Jun 4, 2013

Christie's gambit

Robert Costa at NRO and others make the case that Governor Chris Christie has sold out the GOP for his own aspirations (?) with his decision to hold a special election to fill Lautenberg's vacated Senate seat in October 2013 instead of allowing his soon-to-be-appointed interim choice remain in the seat until the end of Lautenberg's term in 2014. This objection is wrong on both counts.

First, it isn't necessarily Christie choosing himself (or Democrat electoral chances?) over GOP chances. The only Republican that would be allegedly helped by having the interim appointment serve until 2014 is that appointed candidate, or one Senate seat. Conversely, there are lots of Republicans who could be helped by keeping the extremely popular and charismatic like Democratic nominee, Newark mayor Cory Booker, off the November 2014 ballot. Christie himself will likely inflate GOP turnout in November 2013, which will help Republicans running for the other state offices in that election. Christie won't be on the ballot in 2014, but had he not made this decision, Booker would be, which would probably have inflated Democrat and specifically black turnout, dragging down other potential New Jersey Republicans running for the House. So yes, he may have traded away Republican chances for one more Senate seat in 2014, but really how good were those chances going to be anyway?

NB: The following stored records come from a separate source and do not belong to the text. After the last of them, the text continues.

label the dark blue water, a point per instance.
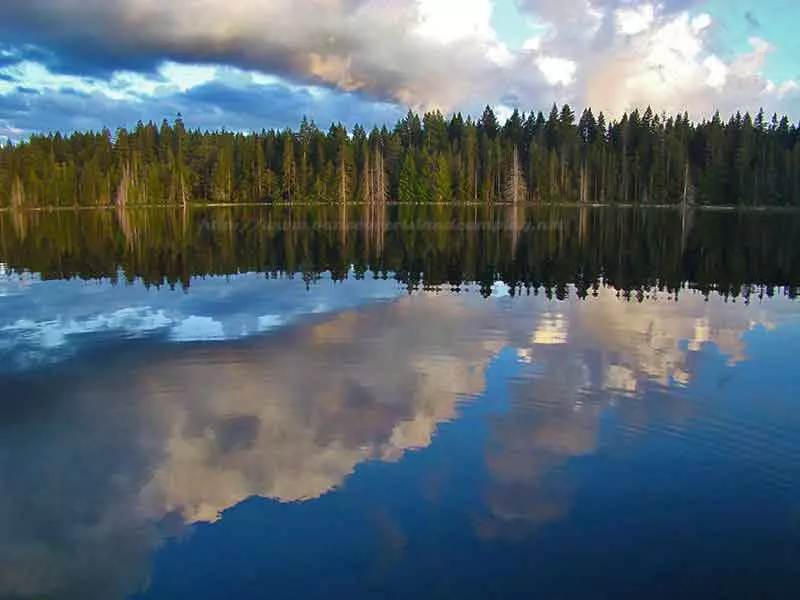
(254, 438)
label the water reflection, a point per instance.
(105, 454)
(544, 249)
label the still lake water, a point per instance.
(566, 404)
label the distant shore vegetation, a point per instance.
(557, 157)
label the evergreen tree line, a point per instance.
(642, 158)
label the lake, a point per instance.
(429, 402)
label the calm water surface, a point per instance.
(575, 409)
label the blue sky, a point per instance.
(79, 64)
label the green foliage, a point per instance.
(644, 158)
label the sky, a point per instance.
(251, 64)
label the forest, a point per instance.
(641, 159)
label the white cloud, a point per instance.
(557, 70)
(635, 19)
(610, 54)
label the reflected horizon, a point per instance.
(187, 432)
(409, 430)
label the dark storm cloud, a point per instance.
(365, 46)
(240, 106)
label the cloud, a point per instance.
(192, 431)
(412, 53)
(235, 99)
(167, 434)
(343, 56)
(751, 20)
(647, 53)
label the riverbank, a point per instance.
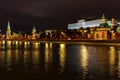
(93, 42)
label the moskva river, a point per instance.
(52, 61)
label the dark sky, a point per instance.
(47, 14)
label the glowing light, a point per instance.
(112, 59)
(84, 59)
(62, 53)
(118, 67)
(50, 45)
(36, 45)
(8, 43)
(46, 52)
(35, 55)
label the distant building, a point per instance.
(101, 32)
(93, 23)
(8, 31)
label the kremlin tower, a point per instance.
(8, 31)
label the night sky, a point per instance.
(54, 14)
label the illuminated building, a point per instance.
(92, 23)
(8, 31)
(101, 32)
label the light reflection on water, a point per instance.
(35, 60)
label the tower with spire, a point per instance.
(34, 33)
(8, 31)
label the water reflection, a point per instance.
(45, 61)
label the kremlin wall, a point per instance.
(100, 29)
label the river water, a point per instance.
(51, 61)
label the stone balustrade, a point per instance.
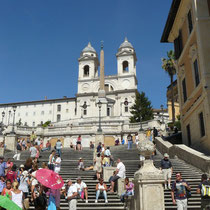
(185, 153)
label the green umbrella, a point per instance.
(8, 204)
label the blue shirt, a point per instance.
(3, 166)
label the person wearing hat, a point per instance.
(24, 183)
(167, 170)
(3, 166)
(57, 163)
(82, 189)
(72, 195)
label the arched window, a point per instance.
(125, 66)
(86, 71)
(59, 108)
(58, 117)
(126, 104)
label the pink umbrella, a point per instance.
(49, 178)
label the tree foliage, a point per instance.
(168, 64)
(142, 108)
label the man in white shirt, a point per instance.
(72, 195)
(119, 173)
(82, 189)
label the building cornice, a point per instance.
(107, 93)
(170, 20)
(39, 101)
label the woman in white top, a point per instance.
(101, 188)
(17, 195)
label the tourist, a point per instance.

It turns out that with an interim appointed Senator, not very good. And that's the second part Costa and others get wrong. Having a Republican appointed to Lautenberg's seat for the next 18 months does not increase the chances of a Republican keeping that seat in 2014. It turns out that interim appointees have a very hard time holding onto their seat in the next election historically. Given that this election would have been against Cory Booker and his +60% approval rating anyway, Christie would be trading 18 months of an extra Republican in the Senate for...nothing really.